We observed no significant differences in h2g estimate obtained from separate analysis (0.24, se = 0.05, P < 1 × 10−5) and the joint analysis (0.22, se = 0.05, P = 1 × 10−5) (Supplementary Material, Fig. S2), suggesting that the population structure was adequately controlled. Moreover, we observed significant correlations between chromosomal length and h2g per chromosome (Adj r2 = 0.38, P = 0.001) (Fig. 1). However, the estimates of three chromosomes (chr 5, 11 and 20) and three other chromosomes (chr 7, 8 and 15) fell above and below the expected h2g at 95% CI, respectively. Notably, chr5 contained a considerable proportion (~0.035) of the h2g (Supplementary Material, Table S1).

Figure 1.

Figure 1

h2g per chromosome(y-axis) plotted against chromosome length (x-axis). The blue line represents the h2g estimates regressed against chromosome length. The grey shaded areas represent the 95% CI around the slope of the regression model.

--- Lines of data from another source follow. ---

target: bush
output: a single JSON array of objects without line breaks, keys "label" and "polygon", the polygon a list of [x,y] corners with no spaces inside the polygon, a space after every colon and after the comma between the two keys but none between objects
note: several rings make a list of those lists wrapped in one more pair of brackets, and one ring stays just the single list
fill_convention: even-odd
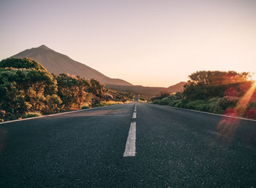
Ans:
[{"label": "bush", "polygon": [[86,105],[82,106],[82,109],[90,109],[90,106]]},{"label": "bush", "polygon": [[29,117],[39,117],[42,116],[40,112],[28,112],[26,113],[23,118],[29,118]]},{"label": "bush", "polygon": [[252,109],[246,111],[246,117],[256,120],[256,109]]}]

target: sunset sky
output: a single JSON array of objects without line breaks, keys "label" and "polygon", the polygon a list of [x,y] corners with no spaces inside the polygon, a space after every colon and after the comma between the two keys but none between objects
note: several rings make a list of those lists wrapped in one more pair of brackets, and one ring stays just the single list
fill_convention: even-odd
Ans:
[{"label": "sunset sky", "polygon": [[256,71],[253,0],[1,0],[0,26],[0,60],[45,44],[133,85]]}]

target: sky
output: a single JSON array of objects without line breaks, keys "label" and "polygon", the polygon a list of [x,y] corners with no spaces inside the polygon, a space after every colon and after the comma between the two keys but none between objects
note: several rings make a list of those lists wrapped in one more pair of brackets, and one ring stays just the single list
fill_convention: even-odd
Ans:
[{"label": "sky", "polygon": [[0,60],[45,44],[133,85],[256,71],[254,0],[0,0]]}]

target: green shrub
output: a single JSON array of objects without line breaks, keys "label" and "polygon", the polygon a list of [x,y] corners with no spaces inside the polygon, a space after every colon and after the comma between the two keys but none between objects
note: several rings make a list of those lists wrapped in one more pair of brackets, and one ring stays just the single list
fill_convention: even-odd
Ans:
[{"label": "green shrub", "polygon": [[28,112],[26,113],[23,118],[29,118],[29,117],[39,117],[42,116],[40,112]]}]

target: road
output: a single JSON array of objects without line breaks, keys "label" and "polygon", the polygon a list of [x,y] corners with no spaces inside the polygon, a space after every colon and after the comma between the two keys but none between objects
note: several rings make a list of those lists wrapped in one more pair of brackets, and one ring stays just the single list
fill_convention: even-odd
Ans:
[{"label": "road", "polygon": [[0,124],[0,187],[256,187],[256,122],[135,102]]}]

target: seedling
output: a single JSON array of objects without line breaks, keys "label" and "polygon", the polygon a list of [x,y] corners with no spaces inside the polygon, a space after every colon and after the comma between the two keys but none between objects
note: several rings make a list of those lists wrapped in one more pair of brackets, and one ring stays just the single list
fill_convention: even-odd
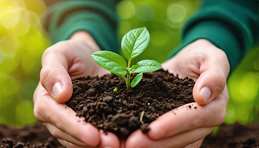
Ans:
[{"label": "seedling", "polygon": [[[121,56],[114,52],[99,51],[91,55],[97,64],[105,69],[124,79],[127,88],[134,87],[140,81],[143,73],[158,70],[162,66],[158,62],[152,60],[144,60],[130,67],[131,60],[138,56],[146,49],[149,42],[149,33],[146,27],[134,29],[127,33],[122,38],[121,50],[128,64]],[[130,83],[130,75],[139,73]],[[127,77],[125,76],[127,75]]]}]

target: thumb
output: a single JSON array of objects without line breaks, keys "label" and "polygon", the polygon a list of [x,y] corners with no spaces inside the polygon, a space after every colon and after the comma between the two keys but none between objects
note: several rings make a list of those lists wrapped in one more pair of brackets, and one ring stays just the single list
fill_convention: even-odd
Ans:
[{"label": "thumb", "polygon": [[71,79],[67,71],[69,57],[64,52],[54,50],[47,49],[43,55],[40,81],[56,101],[64,103],[69,100],[73,92]]},{"label": "thumb", "polygon": [[226,56],[222,57],[224,58],[211,56],[200,63],[201,74],[193,91],[194,100],[200,105],[210,102],[224,90],[229,73],[229,64]]}]

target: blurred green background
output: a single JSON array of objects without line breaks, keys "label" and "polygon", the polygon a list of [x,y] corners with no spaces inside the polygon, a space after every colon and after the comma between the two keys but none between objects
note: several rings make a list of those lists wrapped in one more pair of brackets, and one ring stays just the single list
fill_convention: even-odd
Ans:
[{"label": "blurred green background", "polygon": [[[136,60],[160,62],[180,43],[185,21],[200,1],[124,1],[117,7],[119,40],[146,26],[148,49]],[[39,80],[41,55],[51,43],[42,28],[46,7],[42,0],[0,0],[0,124],[19,126],[37,122],[33,95]],[[247,124],[259,119],[259,48],[251,50],[229,77],[230,99],[224,122]]]}]

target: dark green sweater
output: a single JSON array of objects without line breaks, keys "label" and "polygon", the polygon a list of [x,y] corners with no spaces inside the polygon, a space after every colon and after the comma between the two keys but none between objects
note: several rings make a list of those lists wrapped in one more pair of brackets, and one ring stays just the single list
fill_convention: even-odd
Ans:
[{"label": "dark green sweater", "polygon": [[[84,30],[91,35],[102,49],[118,52],[115,8],[120,1],[45,1],[50,7],[45,26],[54,43]],[[225,52],[231,73],[259,40],[258,8],[258,0],[204,1],[186,23],[182,43],[171,56],[193,41],[205,39]]]}]

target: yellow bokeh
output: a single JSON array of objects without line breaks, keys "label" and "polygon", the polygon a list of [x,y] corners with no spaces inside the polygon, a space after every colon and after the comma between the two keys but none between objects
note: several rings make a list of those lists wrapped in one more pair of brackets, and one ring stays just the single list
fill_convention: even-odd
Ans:
[{"label": "yellow bokeh", "polygon": [[13,77],[0,73],[0,107],[13,101],[19,88],[19,84]]},{"label": "yellow bokeh", "polygon": [[35,123],[37,120],[34,117],[33,110],[33,105],[31,101],[25,100],[20,103],[15,109],[15,117],[19,124]]}]

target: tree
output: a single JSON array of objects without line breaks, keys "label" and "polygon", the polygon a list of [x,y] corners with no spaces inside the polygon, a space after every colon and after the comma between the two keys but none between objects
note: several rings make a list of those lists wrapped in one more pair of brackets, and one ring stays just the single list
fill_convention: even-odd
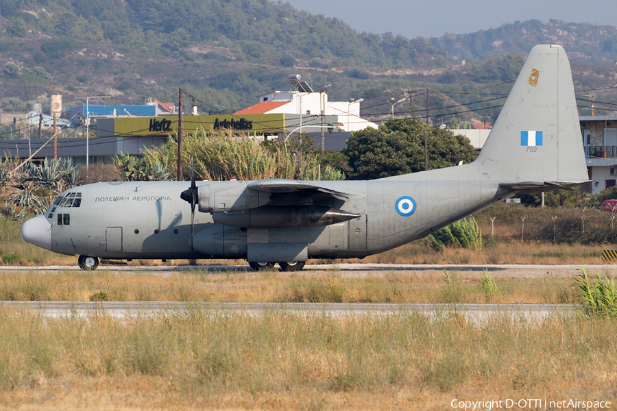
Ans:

We performed MAF stratified analysis to estimate the relative contribution of variants with various allele frequencies (Fig. 2). However, we did not find significant differences between the proportion of h2g attributed to different MAF bins [standards errors overlapped at 95% confidence interval (CI)]. Moreover, the total sum of our h2g estimate per bin [0.27 (se = 0.08, P = 5.3 × 10−5)] was not significantly different from the univariate estimate. We further estimated the h2g explained by genic SNPs and the intergenic SNPs at 0.165 (se = 0.05) and 0.062 (se = 0.05), respectively (Table 2). On average, a SNP residing in genic region was enriched 2.9× compared to a SNP residing in an intergenic region of the genome. This is statistically significant at 95% CI.

Figure 2.

Figure 2

h2g partitioned in to different allele frequency spectrum. We created six MAF-bins and estimated the proportion of h2g attributed to each bin. The proportion of h2g attributed to each bin is shown in red bar and the proportion of SNPs per bin is shown by the blue bar. Error bars represent the 95% CI of the estimate.

Table 2.

h2g of severe malaria resistance partitioned in to genic and intergenic genomic regions

SNP location 10 kb boundary
SNPs(n) h2g h2g per SNP
Genic 727 996 0.165(se = 0.05) 2.3 × 10−5
Inter-genic 785 826 0.062(se = 0.05) 7.9 × 10−6

Functional enrichment from GWAS-summary statistics

After imputation of severe malaria GWAS-summary statistics and QC filtering, we obtained a total of 20 million high quality SNPs (see Materials and Methods). Using this dataset, we estimated the liability scale h2g at 0.21 (se = 0.02, P < 1 × 10−5). Partitioning the h2g in to 24 main genomic annotations (baseline model) showed evidences of enrichment in multiple categories including 5′UTR (11×), digital genomic footprint (DGF; 10×), enhancer (9×), coding (6×), H3K4me1 (4.9×), TSS (5×), transcription factor binding sites (TFBS; 4×) and FANTOM enhancer (4×) as shown in Figure 3. However, none of the enrichments was statistically significant after correction for multiple testing. Further cell-type specific and cell group analysis did not show significant enrichments.

Figure 3.

Figure 3

Enrichment estimates of h2g for the 24 main annotations. Error bars represent jackknife standard errors around the estimates of enrichment.

Discussions

In this study, we estimated the h2g and functional enrichment of malaria resistance in three African populations and their meta-analysis. After excluding the severe malaria resistance GWAS loci, we performed GREML analysis at different QC levels to determine the appropriate threshold; indeed, the estimates were inflated upward at less stringent QC levels and became stable at more stringent QC levels. These estimates were broadly similar across the three study populations. Except a slight inflation observed in Mandinka ethnic group which might have been underpowered because of small sample size, the estimates were also similar across the major ethnic groups. Approximately a similar range of h2g of severe malaria resistance was recently reported (22). This might suggest that substantial human genetic factors that influence malaria disease severity have been maintained across endemic populations. Consistent with our findings, a previous family-based study reported a similar range of heritability of severe malaria resistance in two different endemic populations in Kenya (4).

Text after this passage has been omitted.